日本コロムビア盤CDのライナーの方では、ちょっと二人でEPでも作ろうか、というのが、作ってみたらLPに育っていたとある。
ともかくバンドの3人の関係は良好で、Simonは次の作品ですぐにバンドに戻っている。
なお、リリース時はアルバムでありながら回転数が45rpm指定だったという話で、それは12インチEPと同じで入ってる曲の数が違うだけということになる。やはり本作はEPとLPの中間のような立ち位置にいる。
このアルバムはコンセプトが「極地」で統一されていて、同時期のEPの"Tiny Dynamine"と"Echoes In a Shallow Bay"がチョウやガの関連のもので統一されているのと通じるものがある。レコードを統一コンセプトで作ってみようというのが当時のバンドの考えだったのかもしれない。
アルバムのタイトルは南極の地名、Victoria Landからと考えられている。以下の画像はwikipediaから。
http://en.wikipedia.org/wiki/Victoria_land
各曲のタイトル、音の雰囲気、そしておそらく歌詞も、南極および北極、そしてそれに近い極地をイメージしたものとなっていると推測される。
音作りとしては、他では使われているリズムマシーンを使っていないところがまず大きい特徴。そしてSimonがいないこともあってかベースの使用も限定的。一方ではサックスやタブラという普段バンドが使わない楽器が使われている。
ヴォーカルは"Treasure"からまた進歩している。Elizabethは声楽の訓練を受けたのではないかと思う程。
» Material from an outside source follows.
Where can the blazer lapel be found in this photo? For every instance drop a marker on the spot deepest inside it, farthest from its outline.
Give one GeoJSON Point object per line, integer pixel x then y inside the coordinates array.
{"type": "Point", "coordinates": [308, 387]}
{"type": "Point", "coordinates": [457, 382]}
クレジットを見ると録音スタジオについては言及されていない。September Sound Studioの設立はまだ先のことだったはずなので、録音スタジオは不明。エンジニアも誰とは書いていない。これはRobinが自分でやっているのかもしれない。
サックスとタブラについては下記のようなクレジットがある。
Richard Thomas Plays Saxophone and Tablas courtesy of Dif Juz
タブラは「インド音楽の,大小 2 個の手打ちの組太鼓」(リーダース英和辞典)とのこと。
小嶋さちほ氏の日本コロムビア盤CDのライナーによると以下のようにある。
このアルバムは、エリザベスとロビンの2人で作られており、 ディフ・ジュズのリチャード・トーマスが、サックスとタブラで参加 している。ディフ・ジュズは、やはり4ADのアーティストで、ロビンが プロデュースをしたり、エリザベスがヴォイスで彼らのレコードにも 参加したりと、コクトー・ツインズには、もともと、かなり近い関係 にあった。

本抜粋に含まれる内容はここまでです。